Energy & Environment: Obama's Top Priorities

During a debate with John McCain in October, President-Elect Obama was asked what his top priority would be upon entering the White House. He was clear and concise in his answer; energy.

Obama explained that our energy problems were directly tied to rising consumer costs, dangerous foreign policy decisions and slowing job creation. He saw investment in domestic energy as a solution to both economic and international challenges.

As the new administration is created and indications of priorities begin to appear, ther are signs that Barack Obama is keeping his promise on energy reform.

First, just two weeks ago, Obama told Joe Klein of Newsweek that his number one priority upon entering office is addressing the energy and environmental crises' facing our country. Many are suggesting this will happen quickly if Obama and Congressional Democrats include funding for energy infrastructure re-building and new energy development in a fresh economic stimulus package that could soon take shape.

Second, Obama has already selected very experienced environmental advisers to head his energy and environment transition team. The man in charge of transitioning the Department of the Interior, the Environmental Protection Agency and the Department of Energy is David Hayes, former deputy secretary of the Department of the Interior under Bill Clinton. In addition, Clinton's EPA Administrator Carol Browner and Department of the Interior Solicitor John Leashy join several other environmental advisers from the Clinton administration to help in the transition.

Third, Obama is considering well-known progressive leaders for posts in environmental agencies and inside the White House.
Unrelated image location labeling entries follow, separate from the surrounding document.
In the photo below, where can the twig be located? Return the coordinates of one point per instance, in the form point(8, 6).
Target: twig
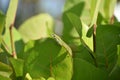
point(12, 42)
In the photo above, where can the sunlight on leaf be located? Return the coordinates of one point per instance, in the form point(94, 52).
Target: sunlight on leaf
point(39, 26)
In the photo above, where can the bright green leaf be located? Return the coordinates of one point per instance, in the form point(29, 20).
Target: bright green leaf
point(4, 78)
point(107, 39)
point(47, 58)
point(86, 71)
point(2, 23)
point(107, 8)
point(69, 33)
point(6, 37)
point(5, 70)
point(82, 29)
point(39, 26)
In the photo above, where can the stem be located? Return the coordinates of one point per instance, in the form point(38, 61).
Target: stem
point(112, 19)
point(94, 42)
point(5, 46)
point(12, 42)
point(94, 38)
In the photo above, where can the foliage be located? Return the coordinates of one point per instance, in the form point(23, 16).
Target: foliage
point(89, 48)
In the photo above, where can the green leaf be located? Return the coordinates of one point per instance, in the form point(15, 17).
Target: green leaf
point(39, 26)
point(11, 12)
point(107, 39)
point(5, 70)
point(4, 78)
point(2, 23)
point(50, 78)
point(86, 71)
point(17, 65)
point(69, 33)
point(95, 6)
point(107, 8)
point(6, 37)
point(82, 29)
point(48, 61)
point(76, 22)
point(114, 75)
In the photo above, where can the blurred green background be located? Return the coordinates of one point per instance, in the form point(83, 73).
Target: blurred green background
point(28, 8)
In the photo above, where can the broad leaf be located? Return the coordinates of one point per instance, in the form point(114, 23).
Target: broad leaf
point(4, 78)
point(69, 33)
point(16, 37)
point(107, 39)
point(86, 71)
point(82, 29)
point(48, 59)
point(39, 26)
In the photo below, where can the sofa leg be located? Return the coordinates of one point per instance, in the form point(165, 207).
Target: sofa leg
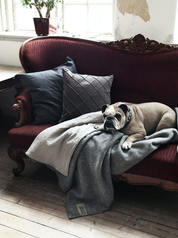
point(16, 155)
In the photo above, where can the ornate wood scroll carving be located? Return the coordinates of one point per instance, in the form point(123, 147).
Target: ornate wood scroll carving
point(18, 106)
point(140, 44)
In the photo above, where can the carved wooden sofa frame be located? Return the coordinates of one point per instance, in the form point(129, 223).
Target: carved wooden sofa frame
point(138, 45)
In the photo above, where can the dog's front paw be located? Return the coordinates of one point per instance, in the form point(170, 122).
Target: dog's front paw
point(126, 145)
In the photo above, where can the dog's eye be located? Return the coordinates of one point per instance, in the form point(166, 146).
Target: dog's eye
point(118, 116)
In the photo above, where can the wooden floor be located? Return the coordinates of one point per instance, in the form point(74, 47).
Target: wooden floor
point(32, 205)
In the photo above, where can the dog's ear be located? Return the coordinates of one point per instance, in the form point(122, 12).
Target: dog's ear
point(104, 107)
point(124, 108)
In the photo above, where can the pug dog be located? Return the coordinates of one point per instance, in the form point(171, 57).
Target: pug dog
point(137, 120)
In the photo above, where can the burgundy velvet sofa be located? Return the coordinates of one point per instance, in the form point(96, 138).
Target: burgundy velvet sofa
point(144, 71)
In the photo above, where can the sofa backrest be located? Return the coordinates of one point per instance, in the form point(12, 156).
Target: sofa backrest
point(143, 70)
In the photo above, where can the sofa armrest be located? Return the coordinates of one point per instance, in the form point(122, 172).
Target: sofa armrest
point(23, 106)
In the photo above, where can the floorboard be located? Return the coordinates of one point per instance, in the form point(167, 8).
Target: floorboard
point(33, 205)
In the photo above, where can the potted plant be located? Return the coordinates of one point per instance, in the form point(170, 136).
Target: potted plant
point(42, 23)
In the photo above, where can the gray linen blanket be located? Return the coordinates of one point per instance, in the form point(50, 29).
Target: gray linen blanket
point(99, 154)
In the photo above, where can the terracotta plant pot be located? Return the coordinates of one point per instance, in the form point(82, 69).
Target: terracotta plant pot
point(41, 26)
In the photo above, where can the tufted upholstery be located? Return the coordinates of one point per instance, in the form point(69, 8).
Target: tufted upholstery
point(137, 78)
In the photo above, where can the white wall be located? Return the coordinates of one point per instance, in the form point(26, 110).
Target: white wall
point(9, 55)
point(10, 52)
point(155, 19)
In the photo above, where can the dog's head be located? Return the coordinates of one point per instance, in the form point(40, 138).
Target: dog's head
point(115, 116)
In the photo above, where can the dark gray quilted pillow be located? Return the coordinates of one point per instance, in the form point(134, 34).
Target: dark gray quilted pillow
point(84, 93)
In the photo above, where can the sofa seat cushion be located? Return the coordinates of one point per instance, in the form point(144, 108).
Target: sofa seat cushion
point(22, 137)
point(162, 164)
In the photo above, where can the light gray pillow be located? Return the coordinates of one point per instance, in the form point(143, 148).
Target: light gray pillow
point(84, 93)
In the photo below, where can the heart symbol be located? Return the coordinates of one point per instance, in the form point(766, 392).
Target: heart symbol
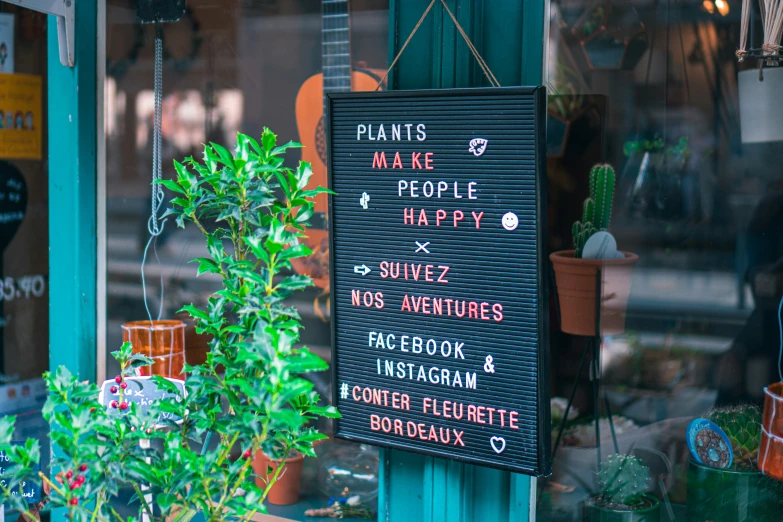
point(498, 444)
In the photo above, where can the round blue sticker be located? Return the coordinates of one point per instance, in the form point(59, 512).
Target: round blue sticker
point(708, 444)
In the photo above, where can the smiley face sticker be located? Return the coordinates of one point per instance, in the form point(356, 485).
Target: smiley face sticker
point(510, 221)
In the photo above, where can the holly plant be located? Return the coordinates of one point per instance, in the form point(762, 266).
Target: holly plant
point(98, 450)
point(249, 396)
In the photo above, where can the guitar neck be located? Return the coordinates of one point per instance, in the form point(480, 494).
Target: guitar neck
point(336, 46)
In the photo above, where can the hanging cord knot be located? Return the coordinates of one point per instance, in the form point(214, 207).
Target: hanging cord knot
point(493, 81)
point(154, 225)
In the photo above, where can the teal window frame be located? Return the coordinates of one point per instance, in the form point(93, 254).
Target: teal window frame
point(72, 94)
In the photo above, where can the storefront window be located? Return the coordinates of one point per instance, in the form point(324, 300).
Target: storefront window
point(24, 220)
point(231, 67)
point(651, 88)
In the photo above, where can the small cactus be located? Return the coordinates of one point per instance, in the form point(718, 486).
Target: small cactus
point(623, 479)
point(597, 209)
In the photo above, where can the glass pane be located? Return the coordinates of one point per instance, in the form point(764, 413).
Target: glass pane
point(689, 307)
point(24, 222)
point(231, 67)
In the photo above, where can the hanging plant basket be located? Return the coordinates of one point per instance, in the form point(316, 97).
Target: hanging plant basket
point(161, 340)
point(771, 447)
point(611, 37)
point(759, 97)
point(759, 90)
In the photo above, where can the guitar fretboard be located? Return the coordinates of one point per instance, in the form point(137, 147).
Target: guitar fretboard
point(336, 46)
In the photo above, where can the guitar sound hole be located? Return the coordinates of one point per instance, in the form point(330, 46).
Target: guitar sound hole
point(320, 140)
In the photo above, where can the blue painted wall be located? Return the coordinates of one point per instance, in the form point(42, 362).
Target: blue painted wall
point(72, 94)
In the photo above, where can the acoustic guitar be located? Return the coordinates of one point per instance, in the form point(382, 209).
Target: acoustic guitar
point(338, 75)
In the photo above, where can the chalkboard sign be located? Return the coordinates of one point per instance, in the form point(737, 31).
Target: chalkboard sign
point(142, 391)
point(31, 489)
point(439, 305)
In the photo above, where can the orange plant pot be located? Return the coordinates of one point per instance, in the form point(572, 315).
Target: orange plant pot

Jason Grumet, President of the Bipartisan Policy Center and a leader in the Obama campaign on energy issues, is being considered for a top spot in the administration. Robert Kennedy, Jr., son of Robert Kennedy and famous environmental activist, is reportedly being considered for the head of the Environmental Protection Agency. In addition, former Sierra Club president Lisa Renstrom; California Air Resources Board chair Mary Nichols; Pennsylvania Department of Environmental Protection Secretary Kathleen McGinty; and Massachusetts Energy and Environmental Affairs Secretary Ian Bowles, are all also being considered for environmental posts inside the Obama administration.

As things begin to take shape for the new Presidency, all signs point to environmental and energy reform as high priorities for Barack Obama.